Three weeks after Puhl testified, Ivar Rooth, apparently unaware of what his old friend had admitted to the Americans, testified that his friend had certainly not surrendered his soul to Nazism. After that, the German main actor behind Sweden's war agreements disappears into the darkness of history. The archives of Dagens Nyheter and Expressen do not contain the slightest hint that the trial against him was fundamental to the recognition that the holocaust was not only about mass murder, but also about money.

Master Manipulator Puhl

None of the Swedes involved could have known about Puhl's dark role during the war. But the war crimes trials were conducted in full public view.
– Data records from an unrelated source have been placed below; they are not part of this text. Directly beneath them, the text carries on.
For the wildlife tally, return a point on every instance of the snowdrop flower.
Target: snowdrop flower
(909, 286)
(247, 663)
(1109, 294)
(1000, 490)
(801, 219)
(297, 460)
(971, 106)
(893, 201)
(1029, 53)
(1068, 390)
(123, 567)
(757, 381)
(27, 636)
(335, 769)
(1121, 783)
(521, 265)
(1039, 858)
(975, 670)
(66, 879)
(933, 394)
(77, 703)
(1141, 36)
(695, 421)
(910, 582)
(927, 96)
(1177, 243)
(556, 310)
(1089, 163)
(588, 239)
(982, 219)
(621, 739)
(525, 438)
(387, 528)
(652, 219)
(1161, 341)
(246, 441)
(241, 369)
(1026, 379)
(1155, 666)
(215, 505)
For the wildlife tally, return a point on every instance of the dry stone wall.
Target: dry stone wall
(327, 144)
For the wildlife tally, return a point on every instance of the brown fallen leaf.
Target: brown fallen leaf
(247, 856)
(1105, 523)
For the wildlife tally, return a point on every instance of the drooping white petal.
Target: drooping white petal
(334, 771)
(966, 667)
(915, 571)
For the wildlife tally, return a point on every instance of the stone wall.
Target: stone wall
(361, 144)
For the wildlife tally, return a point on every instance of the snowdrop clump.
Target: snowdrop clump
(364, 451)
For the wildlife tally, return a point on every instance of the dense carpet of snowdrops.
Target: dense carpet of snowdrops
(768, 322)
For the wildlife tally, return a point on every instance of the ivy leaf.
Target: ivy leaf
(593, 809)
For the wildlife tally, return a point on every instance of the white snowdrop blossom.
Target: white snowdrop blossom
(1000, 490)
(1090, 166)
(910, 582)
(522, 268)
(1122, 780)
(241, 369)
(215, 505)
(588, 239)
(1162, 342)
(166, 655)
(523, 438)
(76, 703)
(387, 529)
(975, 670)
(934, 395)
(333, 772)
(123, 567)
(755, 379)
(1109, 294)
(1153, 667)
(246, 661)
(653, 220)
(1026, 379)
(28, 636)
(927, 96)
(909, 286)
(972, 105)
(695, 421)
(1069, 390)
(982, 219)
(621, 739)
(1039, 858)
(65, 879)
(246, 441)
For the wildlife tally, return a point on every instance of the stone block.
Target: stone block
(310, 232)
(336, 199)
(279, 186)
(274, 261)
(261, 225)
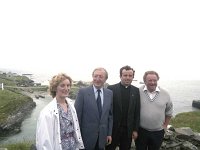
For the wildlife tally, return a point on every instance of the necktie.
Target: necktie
(99, 103)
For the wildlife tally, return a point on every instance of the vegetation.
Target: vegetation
(10, 103)
(187, 119)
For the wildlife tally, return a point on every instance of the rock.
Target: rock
(196, 103)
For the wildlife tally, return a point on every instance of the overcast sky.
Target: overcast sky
(48, 37)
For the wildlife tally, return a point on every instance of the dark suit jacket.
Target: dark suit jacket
(90, 124)
(133, 118)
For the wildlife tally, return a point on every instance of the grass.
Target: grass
(10, 102)
(187, 119)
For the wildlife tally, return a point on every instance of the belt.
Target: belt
(67, 135)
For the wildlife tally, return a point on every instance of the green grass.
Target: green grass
(10, 102)
(187, 119)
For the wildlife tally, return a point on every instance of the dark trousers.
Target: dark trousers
(149, 140)
(97, 146)
(120, 139)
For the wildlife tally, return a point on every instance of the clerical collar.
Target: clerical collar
(157, 89)
(125, 86)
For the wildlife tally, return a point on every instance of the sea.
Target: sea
(182, 93)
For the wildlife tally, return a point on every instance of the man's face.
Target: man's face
(127, 77)
(99, 78)
(151, 82)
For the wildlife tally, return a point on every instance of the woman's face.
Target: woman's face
(63, 89)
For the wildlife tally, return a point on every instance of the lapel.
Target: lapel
(105, 101)
(131, 100)
(119, 97)
(92, 100)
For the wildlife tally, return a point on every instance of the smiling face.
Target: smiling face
(99, 77)
(63, 89)
(127, 77)
(151, 82)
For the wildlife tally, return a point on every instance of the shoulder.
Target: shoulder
(85, 89)
(113, 86)
(108, 90)
(48, 109)
(162, 90)
(134, 87)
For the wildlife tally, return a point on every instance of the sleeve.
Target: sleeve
(110, 117)
(79, 105)
(137, 112)
(44, 132)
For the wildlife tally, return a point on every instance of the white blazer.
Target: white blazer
(48, 127)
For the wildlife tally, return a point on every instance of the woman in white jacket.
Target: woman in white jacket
(57, 125)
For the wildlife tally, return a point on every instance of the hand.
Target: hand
(109, 140)
(134, 135)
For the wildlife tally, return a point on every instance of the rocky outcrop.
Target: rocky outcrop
(180, 139)
(196, 103)
(13, 122)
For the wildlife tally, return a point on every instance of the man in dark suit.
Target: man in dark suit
(95, 119)
(126, 110)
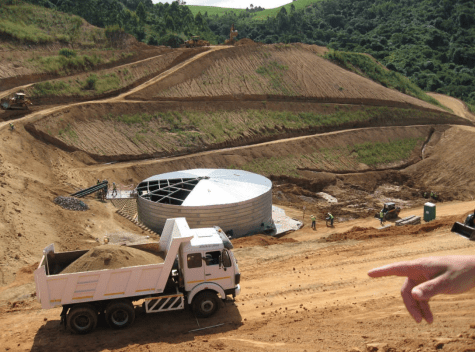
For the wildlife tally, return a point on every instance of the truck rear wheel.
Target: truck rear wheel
(120, 314)
(82, 319)
(205, 304)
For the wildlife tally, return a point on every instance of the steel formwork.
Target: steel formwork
(238, 201)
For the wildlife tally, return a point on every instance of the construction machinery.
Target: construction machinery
(467, 229)
(17, 102)
(196, 42)
(232, 34)
(197, 269)
(390, 211)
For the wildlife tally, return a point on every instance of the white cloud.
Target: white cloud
(236, 4)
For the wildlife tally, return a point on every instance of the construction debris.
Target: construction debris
(409, 220)
(71, 203)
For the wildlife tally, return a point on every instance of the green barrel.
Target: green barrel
(429, 212)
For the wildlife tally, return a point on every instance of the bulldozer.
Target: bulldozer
(196, 42)
(232, 34)
(390, 211)
(467, 229)
(18, 102)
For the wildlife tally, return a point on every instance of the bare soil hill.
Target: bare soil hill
(131, 131)
(306, 291)
(456, 105)
(272, 70)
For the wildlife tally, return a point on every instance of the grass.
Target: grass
(94, 84)
(369, 68)
(61, 64)
(382, 153)
(259, 16)
(194, 128)
(275, 72)
(28, 23)
(337, 158)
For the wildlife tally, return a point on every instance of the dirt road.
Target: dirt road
(458, 107)
(308, 295)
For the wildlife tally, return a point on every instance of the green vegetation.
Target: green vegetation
(337, 158)
(64, 64)
(37, 25)
(428, 41)
(275, 72)
(93, 84)
(144, 20)
(193, 128)
(367, 67)
(382, 153)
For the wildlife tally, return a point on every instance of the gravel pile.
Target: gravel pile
(71, 203)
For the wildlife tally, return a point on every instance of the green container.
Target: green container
(429, 212)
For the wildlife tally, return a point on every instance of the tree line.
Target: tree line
(432, 42)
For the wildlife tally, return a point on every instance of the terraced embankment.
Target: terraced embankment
(131, 131)
(272, 72)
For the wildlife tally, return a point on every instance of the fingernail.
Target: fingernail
(417, 293)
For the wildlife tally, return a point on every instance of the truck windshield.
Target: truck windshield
(226, 259)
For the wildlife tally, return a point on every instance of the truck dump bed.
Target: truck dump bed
(79, 287)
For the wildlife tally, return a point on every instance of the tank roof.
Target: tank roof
(204, 187)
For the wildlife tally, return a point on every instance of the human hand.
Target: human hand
(430, 276)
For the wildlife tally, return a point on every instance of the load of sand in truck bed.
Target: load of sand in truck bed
(112, 257)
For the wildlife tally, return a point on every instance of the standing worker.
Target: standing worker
(330, 217)
(314, 222)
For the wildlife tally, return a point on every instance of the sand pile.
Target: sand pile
(111, 257)
(245, 41)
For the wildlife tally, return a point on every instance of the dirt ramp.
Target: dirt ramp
(111, 257)
(448, 165)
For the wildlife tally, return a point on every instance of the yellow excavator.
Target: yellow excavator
(18, 102)
(232, 34)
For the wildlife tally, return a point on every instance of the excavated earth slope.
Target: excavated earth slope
(261, 72)
(131, 131)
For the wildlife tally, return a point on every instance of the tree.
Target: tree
(141, 12)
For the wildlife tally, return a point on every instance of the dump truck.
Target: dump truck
(17, 102)
(467, 229)
(390, 211)
(195, 42)
(198, 269)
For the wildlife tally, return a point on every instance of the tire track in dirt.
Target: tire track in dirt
(127, 164)
(458, 107)
(36, 116)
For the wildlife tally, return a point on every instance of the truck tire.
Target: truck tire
(205, 304)
(82, 319)
(120, 314)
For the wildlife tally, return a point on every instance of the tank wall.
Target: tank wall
(243, 217)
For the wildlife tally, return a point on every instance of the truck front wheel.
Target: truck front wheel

This is where the narrowing comes in. Swedish historians have never considered him the master manipulator of stolen gold in Sweden that he was during World War II. But the Swiss mentioned above could not suppress him as effectively.

Puhl persuaded the Swiss a month before the end of the war to again receive three tons of gold.

The Swiss government's defensive position vis-à-vis the Tripartite Commission was that in the spring and winter of 1945 it had agreed to US demands to stop its gold deals. In other words, it claimed in action to have taken a stand for the Allied side. But while this line was being pursued, Senator Harley M. Kilgore published in his committee in Washington four letters sent by Emil Puhl of Switzerland to Economy Minister Funk in March and April 1945. They report in detail how Puhl had persuaded the Swiss to a month before the end of the war again to receive three tons of gold. And among his Swiss contacts was the same Walter Stucki who after the war was to defend Switzerland before the commission.

As a conclusion to his last letter from Switzerland to Walter Funk, dated 6 April 1945, Puhl looks back on another successful negotiation, despite almost impossible external conditions. And the reason for the success? "The personal contacts have, as before, been characterized by the greatest friendliness, which is of decisive importance in all negotiations. In other words, these are worth cultivating.”

In his book Looted gold from Germany ("Rovgull fra Tymskland", 1997) the Swiss journalist Werner has revealed an economic and political pattern that was not only used in Switzerland and Sweden: Those in power chose to regard business relations with the Third Reich as "business as usual".

Arne Ruth
Arne Ruth
Ruth is a former editor-in-chief of Dagens Nyheter.